Dean Wampler's Big Data Environment

  • Functional programming takes programming back to its mathematical roots.
  • Big Data is the killer app for functional programming.
  • For R programmers, we should check out H20.ai.
  • The environment has been changing and maturing
    • MapReduce was a pain to write in Java.
    • Hive (SQL-like tool) was one of the first higher level languages to abstract MapReduce code.
    • PIG came out of Yahoo and offered some more data transformation.
    • Scalding was elegant but suffered from still being batch based.
    • Spark and its Scala implementation provides a elegant and concise way to build machine learning pipelines.  Business logic is the focus!

Spark!

  • Faster than Hadoop, implemented in Scala, works in-memory rather than disk.
  • Let’s you use Scala, Java, Python with very few limitations.
  • Has SQL support with Hive and its own SQL Context.
  • Doesn’t start running until you write a file.
    • It uses a Directed Acyclic Graph to keep track of the data flow.
    • This is a key feature that allows Spark to be resilient against crashed nodes.
  • You can use tools like Jupyter or Zepplin to create scripts.
  • The MLlib and GraphX tools, built into Spark, offer machine learning and graph processing for a broad set of algorithms.
  • Offers the ability to process streams of data every N seconds.

RDDs and DataFrame API

Comparing Spark RDDs vs DataFrames

Spark RDD and DataFrame comparison from Databricks’ 2/17/15 blog post.

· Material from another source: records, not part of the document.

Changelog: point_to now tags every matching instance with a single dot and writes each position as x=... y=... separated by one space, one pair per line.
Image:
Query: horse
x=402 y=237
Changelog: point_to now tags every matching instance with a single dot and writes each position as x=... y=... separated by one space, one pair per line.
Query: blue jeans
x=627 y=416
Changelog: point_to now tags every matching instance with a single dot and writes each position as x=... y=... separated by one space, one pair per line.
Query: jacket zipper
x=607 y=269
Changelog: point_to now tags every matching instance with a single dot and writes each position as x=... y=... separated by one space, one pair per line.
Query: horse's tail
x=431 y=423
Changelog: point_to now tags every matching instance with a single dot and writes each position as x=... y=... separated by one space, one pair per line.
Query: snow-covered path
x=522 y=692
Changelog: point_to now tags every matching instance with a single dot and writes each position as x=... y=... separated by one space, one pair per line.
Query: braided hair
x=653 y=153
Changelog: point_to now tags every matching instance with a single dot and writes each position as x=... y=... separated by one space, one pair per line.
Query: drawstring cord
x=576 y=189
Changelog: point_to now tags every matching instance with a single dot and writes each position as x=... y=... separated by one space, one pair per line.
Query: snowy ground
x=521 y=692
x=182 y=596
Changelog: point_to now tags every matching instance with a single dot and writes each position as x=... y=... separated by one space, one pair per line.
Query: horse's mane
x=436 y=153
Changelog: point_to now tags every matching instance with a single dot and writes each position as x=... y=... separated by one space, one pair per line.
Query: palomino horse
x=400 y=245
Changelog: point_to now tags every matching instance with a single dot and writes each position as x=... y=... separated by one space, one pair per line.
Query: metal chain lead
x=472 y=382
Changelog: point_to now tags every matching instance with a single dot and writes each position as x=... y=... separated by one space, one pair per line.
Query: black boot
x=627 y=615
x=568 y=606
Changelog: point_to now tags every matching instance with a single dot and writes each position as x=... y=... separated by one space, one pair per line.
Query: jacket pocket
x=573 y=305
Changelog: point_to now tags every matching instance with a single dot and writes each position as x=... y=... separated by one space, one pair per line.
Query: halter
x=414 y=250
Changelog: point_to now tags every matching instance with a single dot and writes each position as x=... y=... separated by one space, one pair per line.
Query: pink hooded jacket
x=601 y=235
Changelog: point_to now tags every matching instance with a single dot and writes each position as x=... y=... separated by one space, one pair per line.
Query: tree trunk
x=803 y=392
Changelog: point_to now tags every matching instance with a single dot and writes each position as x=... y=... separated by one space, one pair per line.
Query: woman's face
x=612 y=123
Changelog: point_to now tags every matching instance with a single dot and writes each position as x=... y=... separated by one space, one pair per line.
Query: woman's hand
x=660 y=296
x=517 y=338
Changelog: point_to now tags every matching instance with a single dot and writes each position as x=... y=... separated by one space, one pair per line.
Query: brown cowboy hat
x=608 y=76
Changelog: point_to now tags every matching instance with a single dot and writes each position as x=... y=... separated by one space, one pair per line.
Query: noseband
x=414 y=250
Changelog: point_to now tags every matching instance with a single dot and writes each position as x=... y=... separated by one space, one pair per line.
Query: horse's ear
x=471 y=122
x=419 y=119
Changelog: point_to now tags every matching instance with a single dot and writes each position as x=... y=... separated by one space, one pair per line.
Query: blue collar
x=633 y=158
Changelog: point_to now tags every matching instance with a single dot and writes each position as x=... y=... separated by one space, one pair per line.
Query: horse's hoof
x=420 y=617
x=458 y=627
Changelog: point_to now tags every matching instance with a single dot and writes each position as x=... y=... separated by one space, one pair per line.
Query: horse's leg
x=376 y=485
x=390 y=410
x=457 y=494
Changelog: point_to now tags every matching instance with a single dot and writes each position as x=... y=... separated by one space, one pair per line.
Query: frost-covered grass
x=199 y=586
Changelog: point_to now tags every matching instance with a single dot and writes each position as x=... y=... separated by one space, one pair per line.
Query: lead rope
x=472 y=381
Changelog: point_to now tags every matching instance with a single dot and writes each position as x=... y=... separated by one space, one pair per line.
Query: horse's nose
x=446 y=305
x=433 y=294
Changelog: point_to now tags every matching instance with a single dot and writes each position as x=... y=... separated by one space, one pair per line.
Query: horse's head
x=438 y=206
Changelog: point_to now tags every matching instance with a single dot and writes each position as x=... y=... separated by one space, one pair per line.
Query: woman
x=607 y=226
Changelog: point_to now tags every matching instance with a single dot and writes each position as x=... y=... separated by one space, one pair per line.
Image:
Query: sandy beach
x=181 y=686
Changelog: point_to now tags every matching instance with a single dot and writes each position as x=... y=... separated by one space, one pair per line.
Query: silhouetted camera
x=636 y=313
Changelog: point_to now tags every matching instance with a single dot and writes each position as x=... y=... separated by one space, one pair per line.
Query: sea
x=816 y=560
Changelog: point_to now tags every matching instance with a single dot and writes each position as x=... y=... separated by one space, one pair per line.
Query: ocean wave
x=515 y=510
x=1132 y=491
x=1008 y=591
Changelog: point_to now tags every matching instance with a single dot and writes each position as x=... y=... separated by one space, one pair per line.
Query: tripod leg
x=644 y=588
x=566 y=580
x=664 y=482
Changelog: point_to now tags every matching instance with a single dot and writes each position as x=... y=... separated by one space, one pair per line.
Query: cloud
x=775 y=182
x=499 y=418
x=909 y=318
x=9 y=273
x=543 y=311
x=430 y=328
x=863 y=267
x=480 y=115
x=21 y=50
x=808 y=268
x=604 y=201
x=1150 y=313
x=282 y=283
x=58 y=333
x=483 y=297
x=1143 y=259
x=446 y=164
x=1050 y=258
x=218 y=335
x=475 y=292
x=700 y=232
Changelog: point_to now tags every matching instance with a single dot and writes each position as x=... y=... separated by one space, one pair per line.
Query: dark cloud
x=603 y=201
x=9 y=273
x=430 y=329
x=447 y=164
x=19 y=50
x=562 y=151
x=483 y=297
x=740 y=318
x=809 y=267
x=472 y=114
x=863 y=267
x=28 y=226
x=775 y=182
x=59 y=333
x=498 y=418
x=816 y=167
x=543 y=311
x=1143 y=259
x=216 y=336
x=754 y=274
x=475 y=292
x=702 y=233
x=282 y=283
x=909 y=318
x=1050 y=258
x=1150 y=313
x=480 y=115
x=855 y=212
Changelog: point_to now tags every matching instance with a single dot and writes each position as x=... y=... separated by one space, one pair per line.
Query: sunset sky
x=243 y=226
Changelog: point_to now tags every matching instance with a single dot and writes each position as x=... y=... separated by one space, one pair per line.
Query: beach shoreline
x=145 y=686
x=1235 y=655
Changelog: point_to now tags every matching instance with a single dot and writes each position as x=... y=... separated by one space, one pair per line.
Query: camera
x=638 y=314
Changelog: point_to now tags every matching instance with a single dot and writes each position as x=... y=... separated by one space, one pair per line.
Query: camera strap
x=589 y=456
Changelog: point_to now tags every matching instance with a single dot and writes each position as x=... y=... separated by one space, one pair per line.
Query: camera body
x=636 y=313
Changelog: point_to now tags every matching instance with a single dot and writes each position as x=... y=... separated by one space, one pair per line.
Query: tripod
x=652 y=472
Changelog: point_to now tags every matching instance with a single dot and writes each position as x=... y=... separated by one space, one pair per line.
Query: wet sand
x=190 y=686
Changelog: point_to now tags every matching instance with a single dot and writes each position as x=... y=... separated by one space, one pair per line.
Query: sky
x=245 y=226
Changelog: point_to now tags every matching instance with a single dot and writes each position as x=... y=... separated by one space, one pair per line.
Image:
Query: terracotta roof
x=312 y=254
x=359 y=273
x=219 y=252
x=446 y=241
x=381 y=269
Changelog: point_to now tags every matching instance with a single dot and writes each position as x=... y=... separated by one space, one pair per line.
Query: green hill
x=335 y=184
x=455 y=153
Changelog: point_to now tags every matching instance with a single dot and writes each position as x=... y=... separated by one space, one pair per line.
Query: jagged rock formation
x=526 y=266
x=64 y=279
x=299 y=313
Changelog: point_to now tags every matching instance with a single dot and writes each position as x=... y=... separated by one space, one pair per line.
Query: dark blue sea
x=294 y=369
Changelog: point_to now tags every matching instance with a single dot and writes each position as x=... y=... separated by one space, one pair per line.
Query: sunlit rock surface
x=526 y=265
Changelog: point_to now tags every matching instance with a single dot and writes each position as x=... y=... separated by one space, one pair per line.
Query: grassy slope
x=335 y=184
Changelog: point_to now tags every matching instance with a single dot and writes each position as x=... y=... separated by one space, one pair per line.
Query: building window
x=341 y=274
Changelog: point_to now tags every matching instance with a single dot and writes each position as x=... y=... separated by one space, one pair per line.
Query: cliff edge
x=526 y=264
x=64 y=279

Dean briefly described Resilient Distributed Datasets (RDDs) and DataFrames in Spark.

  • RDDs follow the HDFS model.  A file is spread across nodes but acts like one file.
  • DataFrames are more like tables with column names you can reference.
  • Dean emphasizes using DataFrames when possible.
  • They’re faster and more efficient with recent updates (1.5?)

Q&A Session

Question: Does Spark offer bipartite graphs?

  • Doesn’t look like a single command / built-in type (SO)

Question: If you’re using Spark’s streaming every N seconds, what happens if your processing takes longer than the N second window?

  • Spark will start building a queue of tasks every N seconds.
  • However, if it never picks up speed in processing, eventually you’ll run out of memory.

Question: For new Big Data users, do most people start with an IT project or a business project?

  • Most people start out with an IT related project (storing or processing data).
  • Even if you start with a business problem, you have to solve the IT issues anyway.
  • Most people starting out can just spin up some clusters on AWS

Question: Are there features not yet implemented in the Python implementation of Spark?

  • Per Dean, Python should be pretty much all caught up by now.

Bottom Line: Great meetup!  Great discussion afterwards.  Learned a few new things and walked away charged for more.